Rising household bills driving financial resilience epidemic

31st October 2022

Consumers seeking to reduce essential bills by cutting back on energy usage are facing serious impairment to their financial resilience levels.

Recent research shows that 45% of UK adults, around 23 million people, have found it difficult to keep up with household bills and credit commitments over the past few months. This is up from 30% in October 2021 and 15% in March 2020. These rising figures come as the UK weathers the cost of living crisis, with the vast majority of people experiencing soaring costs affecting most areas of their lives. For example, the increasing price of food continues to be a major driving force behind the rising inflation rate, with the price of the cheapest available pasta in UK supermarkets rising by 60% in the year to September 2022. Other grocery staples have also seen similar increases, such as vegetable oil (65%), tea (46%), chips (39%), bread (38%) and biscuits (34%).

As a result of this increasing burden, 12% of UK adults, or around six million people, are currently behind on at least one household bill. 2.4 million people report that they are behind on their energy bill. In April 2022, the government raised the price cap on household energy bills, causing bills (for typical use across the year) to rise by nearly £700. Despite this sharp price increase, figures show that in Q2 2022 (April to June) UK households spent £4.12 per day on water, electricity and gas, which is 14% less than they spent in Q2 2021 (seasonally adjusted). This means that, faced with the prospect of being unable to pay their energy bills, consumers may be cutting back on their energy usage, further contributing to the ongoing decline in living standards.

It should therefore come as no surprise, though no less worrying, that between February and June one in four UK adults described themselves as being financially vulnerable, meaning that they would be unable to cope if they suffered a sudden financial shock. For the general UK population, 35% of adults have either no savings or less than £1,500 in savings. For households with an income of less than £200 per week, this figure is 48%. Rising living costs will continue to impact financial resilience levels across the UK as people are forced to spend more on essential bills and therefore less able to save in anticipation for financial shocks.
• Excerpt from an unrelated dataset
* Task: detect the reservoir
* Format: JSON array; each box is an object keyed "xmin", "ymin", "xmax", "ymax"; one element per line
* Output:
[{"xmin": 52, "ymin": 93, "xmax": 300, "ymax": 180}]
The cost of living crisis is impacting people’s ability to save money, impairing their financial resilience levels. It is pertinent then that ongoing political instability has also produced a series of financial shocks which people are finding themselves unable to recover from as easily as they may have done only a year ago. We have faith that UK households are adapting their financial decision-making in light of the crises, for example, making small reductions in energy use may be a temporary remedy to rising bills. However, as prices are projected to continue to rise, this solution will quickly become unsustainable. It is unthinkable that people should have to go without heating or electricity this winter in order to prioritise other essential bills. The government measures so far have simply not been enough to mitigate the worst effects of rapidly rising living costs. Further intervention will be needed to prevent a financial resilience crisis, as well as to ensure living standards are maintained over the coming colder months.